Pas une ligne, nulle part, pour dire ce qu'il était. Ici, c'est de LUI
que nous parlerons.
Nous avons souffert, nous
souffrons encore à cause de lui. Il nous fut inconcevable, il nous
reste inconcevable qu'un poète puisse finir en fasciste, qu'il puisse
mourir avec sur lui, criant à jamais au ciel, le sang de son frère Zavis
Kalandra, poète révolutionnaire resté farouchement intact et donc
assassiné par les garde-blancs staliniens de Prague. Nous n'avons cessé
de penser, nous ne cessons pas de penser: ce n'est pas LUI. Depuis 1942,
nous avons tout fait (tous les témoignages sont là) pour tenter de
l'empêcher de concéder son âme à une variété très subtile d'assassins
des pensées, d'assassins de pauvres. On nous a beaucoup reproché d'avoir
manifesté en toute occasion une profonde tendresse pour lui, mais nous
lui trouvions toutes les excuses: il était né de la classe sociale
bourgeoise et donc il était prédestiné à finir en agent stalinien; sous
son nom de Grindel (Eluard est un pseudonyme), il exerçait la profession
de gérant de sociétés immobilières et donc ne pouvait rien comprendre à
cet instinct qui porte les gens du peuple (et, singulièrement, les
prolétaires) à préserver leur indépendance et leur fierté par un travail
honnête; enfin et surtout, il rencontra Louis Aragon, fils de flics;
flic, engendreur de flics; et Louis Aragon, en fils parfait du chef
policier qui, pour des sommes d'argent (qui commencent à être connues !)

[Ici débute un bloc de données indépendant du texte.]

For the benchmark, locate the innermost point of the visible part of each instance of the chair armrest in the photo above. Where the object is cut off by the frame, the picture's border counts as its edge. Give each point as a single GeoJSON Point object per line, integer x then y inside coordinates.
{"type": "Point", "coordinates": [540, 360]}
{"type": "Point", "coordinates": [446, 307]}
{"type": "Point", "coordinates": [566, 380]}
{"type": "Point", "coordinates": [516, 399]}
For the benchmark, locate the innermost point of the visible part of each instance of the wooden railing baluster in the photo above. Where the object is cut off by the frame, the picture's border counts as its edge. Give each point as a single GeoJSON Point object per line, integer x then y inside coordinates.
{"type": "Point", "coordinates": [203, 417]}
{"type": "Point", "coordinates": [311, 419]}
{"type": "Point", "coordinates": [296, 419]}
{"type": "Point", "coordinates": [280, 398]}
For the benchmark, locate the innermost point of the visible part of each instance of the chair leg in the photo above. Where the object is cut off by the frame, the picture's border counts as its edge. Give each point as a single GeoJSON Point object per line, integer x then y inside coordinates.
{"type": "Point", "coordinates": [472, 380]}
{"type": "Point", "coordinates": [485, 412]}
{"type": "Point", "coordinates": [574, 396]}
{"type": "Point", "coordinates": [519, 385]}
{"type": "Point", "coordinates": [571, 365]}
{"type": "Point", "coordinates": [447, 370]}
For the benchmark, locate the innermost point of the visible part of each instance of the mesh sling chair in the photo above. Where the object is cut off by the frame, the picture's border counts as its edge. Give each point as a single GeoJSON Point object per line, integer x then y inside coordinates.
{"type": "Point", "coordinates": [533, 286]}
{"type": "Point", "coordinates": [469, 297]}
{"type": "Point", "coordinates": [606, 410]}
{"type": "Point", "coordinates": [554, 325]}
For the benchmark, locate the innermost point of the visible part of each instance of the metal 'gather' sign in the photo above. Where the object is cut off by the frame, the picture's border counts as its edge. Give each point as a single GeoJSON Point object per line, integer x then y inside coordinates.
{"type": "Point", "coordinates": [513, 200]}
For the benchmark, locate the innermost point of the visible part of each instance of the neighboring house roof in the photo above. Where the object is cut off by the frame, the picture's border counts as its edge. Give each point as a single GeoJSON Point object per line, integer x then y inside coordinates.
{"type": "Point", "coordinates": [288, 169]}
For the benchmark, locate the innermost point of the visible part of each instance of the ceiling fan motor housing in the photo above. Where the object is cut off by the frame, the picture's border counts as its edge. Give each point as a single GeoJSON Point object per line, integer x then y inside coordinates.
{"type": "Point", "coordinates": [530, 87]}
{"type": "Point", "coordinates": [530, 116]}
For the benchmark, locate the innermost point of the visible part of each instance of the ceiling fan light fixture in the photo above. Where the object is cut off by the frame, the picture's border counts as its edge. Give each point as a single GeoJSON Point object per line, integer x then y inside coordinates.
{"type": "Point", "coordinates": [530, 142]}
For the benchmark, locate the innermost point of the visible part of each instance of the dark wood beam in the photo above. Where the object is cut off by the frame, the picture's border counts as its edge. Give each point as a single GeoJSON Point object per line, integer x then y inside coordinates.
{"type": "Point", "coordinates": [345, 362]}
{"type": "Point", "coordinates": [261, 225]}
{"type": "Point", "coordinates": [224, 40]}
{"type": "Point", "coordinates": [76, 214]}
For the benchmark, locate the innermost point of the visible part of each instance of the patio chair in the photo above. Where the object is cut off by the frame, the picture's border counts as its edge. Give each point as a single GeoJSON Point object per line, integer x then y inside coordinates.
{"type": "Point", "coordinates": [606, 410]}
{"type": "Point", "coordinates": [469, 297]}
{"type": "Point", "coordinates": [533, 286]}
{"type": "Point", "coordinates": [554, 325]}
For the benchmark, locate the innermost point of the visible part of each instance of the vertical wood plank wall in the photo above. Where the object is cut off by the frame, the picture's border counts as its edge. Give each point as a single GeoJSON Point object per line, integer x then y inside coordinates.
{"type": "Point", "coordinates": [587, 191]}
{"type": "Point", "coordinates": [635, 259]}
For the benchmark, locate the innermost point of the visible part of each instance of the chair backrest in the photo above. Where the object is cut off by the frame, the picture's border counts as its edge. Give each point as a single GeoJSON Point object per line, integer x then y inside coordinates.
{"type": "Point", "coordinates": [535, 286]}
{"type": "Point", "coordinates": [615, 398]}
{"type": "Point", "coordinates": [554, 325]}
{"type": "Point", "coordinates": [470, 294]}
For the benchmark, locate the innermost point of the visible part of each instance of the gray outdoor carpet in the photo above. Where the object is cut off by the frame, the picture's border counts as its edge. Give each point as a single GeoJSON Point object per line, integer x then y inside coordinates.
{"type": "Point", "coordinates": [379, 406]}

avait vendu tout un pays au prédécesseur du tsariste Staline, ce Louis
Aragon commit son suprême crime de Judas: pendant ces dix dernières
années, par des moyens atroces, il mit en scène Eluard poète sous les
aspects d'un flic. Ces bourgeois ont fait pire encore, mais plus
petitement. Par Paul Eluard, enfant inconscient, ils ont réussi,
provisoirement, une impiété: ils ont fait que par Eluard soit commis le
sacrilège des sacrilèges: celui d'avoir rompu la chaîne sainte des
immenses poètes révolutionnaires: Biély, Blok, Essénine, Maïakovsky,
Attila Joszef, et (en un lieu où tout le pur se rencontre) Federico
Garcia Lorca. Ils ont fait d'Eluard, afin de faire leur cour au faible
d'esprit nommé Staline, le poète de luxe du capitalisme finissant.
Par une ultime insulte,
fort prévisible, ils lui ont organisé des obsèques dérisoires selon les
procédés publicitaires d'un cynique agent d'affaires de " Coca Cola ".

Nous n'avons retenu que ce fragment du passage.